A Brief Historical Background of the Spiritan Missionary Seminary
The building of the Spiritan Missionary Seminary (SMS) began in December 1985 and the first intake of 27 students took place in October 1986. Previous to this, all the Spiritan aspirants had been attending the Tanzanian Diocesan Houses of Philosophy at Kibosho and at Ntungamo. When these began to overflow, the Bishops requested the Congregation to establish its own house of philosophy.
Only two buildings were complete when the seminary opened; other buildings were added later: the kitchen and the dining room (1987); first dormitory block for 40 students (1988); second dormitory block for 40 students (1989); chapel and library complex (1992); staff house (1995); two lecture halls (1998); and a social hall (2000).
The programme of philosophy was first conceived as a two year philosophy course following the model of the diocesan seminaries.

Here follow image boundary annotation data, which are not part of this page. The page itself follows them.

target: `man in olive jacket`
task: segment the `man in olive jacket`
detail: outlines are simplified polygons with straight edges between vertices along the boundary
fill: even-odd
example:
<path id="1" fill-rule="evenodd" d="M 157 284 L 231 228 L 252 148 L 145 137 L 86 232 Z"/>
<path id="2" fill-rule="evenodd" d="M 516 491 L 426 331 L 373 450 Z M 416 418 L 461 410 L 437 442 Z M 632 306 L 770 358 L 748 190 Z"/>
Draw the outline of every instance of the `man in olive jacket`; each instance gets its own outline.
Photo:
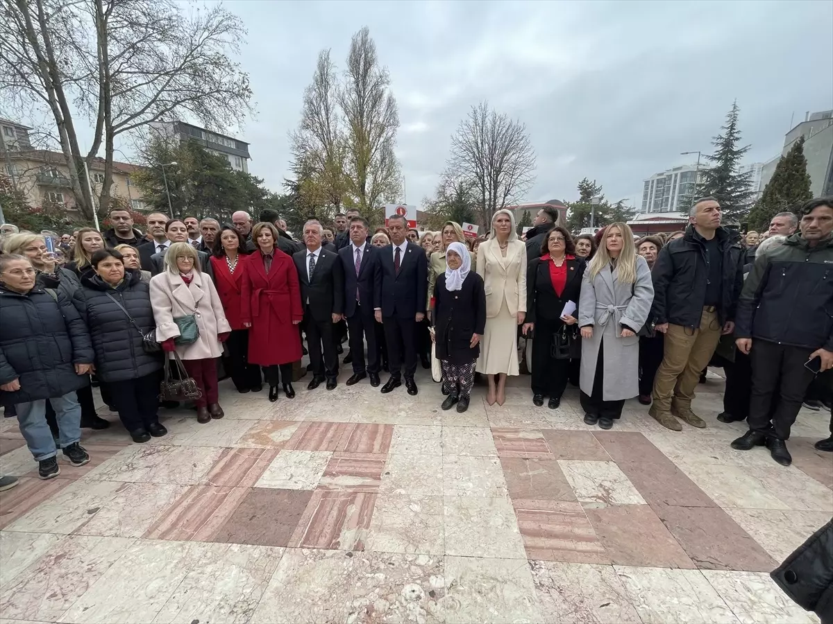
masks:
<path id="1" fill-rule="evenodd" d="M 736 344 L 749 354 L 752 394 L 749 431 L 732 442 L 749 450 L 766 443 L 789 466 L 790 428 L 814 374 L 833 368 L 833 197 L 802 206 L 801 234 L 757 258 L 738 302 Z"/>

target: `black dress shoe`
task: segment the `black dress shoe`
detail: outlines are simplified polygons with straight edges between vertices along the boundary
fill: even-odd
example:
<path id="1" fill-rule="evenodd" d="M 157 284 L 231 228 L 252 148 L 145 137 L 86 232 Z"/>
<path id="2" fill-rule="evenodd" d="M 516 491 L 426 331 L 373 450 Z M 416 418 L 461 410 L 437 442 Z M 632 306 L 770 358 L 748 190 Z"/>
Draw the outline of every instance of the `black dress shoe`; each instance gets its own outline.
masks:
<path id="1" fill-rule="evenodd" d="M 367 373 L 353 373 L 352 375 L 350 375 L 350 379 L 347 379 L 347 385 L 348 386 L 356 385 L 367 376 Z"/>
<path id="2" fill-rule="evenodd" d="M 454 407 L 454 405 L 457 403 L 458 400 L 460 400 L 460 397 L 457 396 L 457 394 L 456 392 L 452 392 L 451 394 L 446 397 L 446 400 L 442 402 L 442 405 L 441 407 L 442 407 L 442 409 L 445 410 L 449 410 Z"/>
<path id="3" fill-rule="evenodd" d="M 731 448 L 736 451 L 748 451 L 756 446 L 763 446 L 766 443 L 766 433 L 750 429 L 731 443 Z"/>
<path id="4" fill-rule="evenodd" d="M 777 438 L 770 438 L 766 440 L 766 446 L 770 448 L 770 454 L 781 466 L 789 466 L 792 463 L 792 455 L 787 450 L 786 443 L 779 440 Z"/>

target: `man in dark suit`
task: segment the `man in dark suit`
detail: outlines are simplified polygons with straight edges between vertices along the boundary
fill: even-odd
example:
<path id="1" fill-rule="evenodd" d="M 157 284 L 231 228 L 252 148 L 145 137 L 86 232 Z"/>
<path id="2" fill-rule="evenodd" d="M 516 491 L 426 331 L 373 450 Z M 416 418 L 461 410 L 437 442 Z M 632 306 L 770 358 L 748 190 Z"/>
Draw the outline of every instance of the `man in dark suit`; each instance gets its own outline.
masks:
<path id="1" fill-rule="evenodd" d="M 370 374 L 370 384 L 379 385 L 379 354 L 376 345 L 375 314 L 382 310 L 381 252 L 367 242 L 369 225 L 366 219 L 350 220 L 350 244 L 340 250 L 344 269 L 344 315 L 350 329 L 350 355 L 353 374 L 352 386 Z M 364 340 L 367 341 L 365 367 Z M 347 362 L 347 358 L 345 358 Z"/>
<path id="2" fill-rule="evenodd" d="M 388 393 L 402 384 L 402 365 L 405 360 L 405 385 L 408 394 L 417 393 L 416 324 L 425 318 L 428 294 L 428 260 L 418 245 L 406 239 L 408 224 L 394 215 L 387 220 L 392 245 L 380 250 L 382 255 L 382 310 L 376 319 L 385 329 L 391 379 L 382 387 Z"/>
<path id="3" fill-rule="evenodd" d="M 301 283 L 302 321 L 307 348 L 312 367 L 311 390 L 327 379 L 327 389 L 336 387 L 338 354 L 336 352 L 335 324 L 344 311 L 344 270 L 338 255 L 321 245 L 323 228 L 317 220 L 304 224 L 306 249 L 292 255 Z M 324 358 L 322 361 L 322 346 Z"/>

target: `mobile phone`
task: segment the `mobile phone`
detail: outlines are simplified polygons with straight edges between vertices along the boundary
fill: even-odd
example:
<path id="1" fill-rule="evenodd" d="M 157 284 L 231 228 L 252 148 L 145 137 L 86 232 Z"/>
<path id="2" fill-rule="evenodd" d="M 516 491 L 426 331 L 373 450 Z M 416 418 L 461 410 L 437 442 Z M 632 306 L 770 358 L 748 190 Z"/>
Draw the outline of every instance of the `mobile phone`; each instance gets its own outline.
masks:
<path id="1" fill-rule="evenodd" d="M 821 358 L 819 355 L 816 355 L 812 359 L 808 359 L 805 363 L 804 368 L 807 370 L 812 371 L 816 374 L 818 374 L 821 372 Z"/>

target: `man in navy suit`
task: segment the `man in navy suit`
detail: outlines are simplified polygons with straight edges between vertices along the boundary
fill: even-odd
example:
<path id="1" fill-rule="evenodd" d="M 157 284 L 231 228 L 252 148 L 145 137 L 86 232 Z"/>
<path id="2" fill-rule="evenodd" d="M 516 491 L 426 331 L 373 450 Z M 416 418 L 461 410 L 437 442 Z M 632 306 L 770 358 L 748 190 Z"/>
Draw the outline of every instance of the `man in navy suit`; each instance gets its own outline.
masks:
<path id="1" fill-rule="evenodd" d="M 379 385 L 379 354 L 377 351 L 375 314 L 382 310 L 380 250 L 367 242 L 367 220 L 350 220 L 350 242 L 338 251 L 344 268 L 344 315 L 350 329 L 350 354 L 353 374 L 347 385 L 359 383 L 370 374 L 370 384 Z M 365 367 L 364 340 L 367 340 Z"/>
<path id="2" fill-rule="evenodd" d="M 382 386 L 388 393 L 402 384 L 404 355 L 405 386 L 408 394 L 416 394 L 416 324 L 425 318 L 428 294 L 428 260 L 418 245 L 406 239 L 408 224 L 404 216 L 387 220 L 392 245 L 380 250 L 382 255 L 382 310 L 376 313 L 382 322 L 387 343 L 391 379 Z"/>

The first five groups of students followed this programme. In 1991, the programme was changed to a three year course to allow for more detailed study of philosophy and with a view to affiliating with the Urbaniana University (Rome). The process of affiliation was complete in May 1994, and the first group of students sat for the Bachelor in Philosophy (B.A.) examination in June 1994. Since 2006, Spiritan Missionary Seminary has been affiliated with the Catholic University of Eastern Africa.
Initially, the Seminary was intended for the philosophical training of aspirants to the Congregation of Holy Ghost (Spiritans) but later it was opened to other religious congregations including the following: the Benedictines, the Pallottines, the Passionists, the Dominicans, the Augustinians of the Assumption, the Missionary Community of St. Paul the Apostle and Mary Mother of the Church and the Missionaries of Africa (White Fathers) etc.
The number of students in the programme has grown gradually to over 100. Growth has also taken place within the teaching staff, which now numbers about 15.
The Governing structure is composed of: Board of Governors, Consultative Board, Seminary Board and Academic Board. The day-by-day academic programme is run by the Rector, Vice Rector Academic and Bursar of the Seminary, assisted by an Academic Board.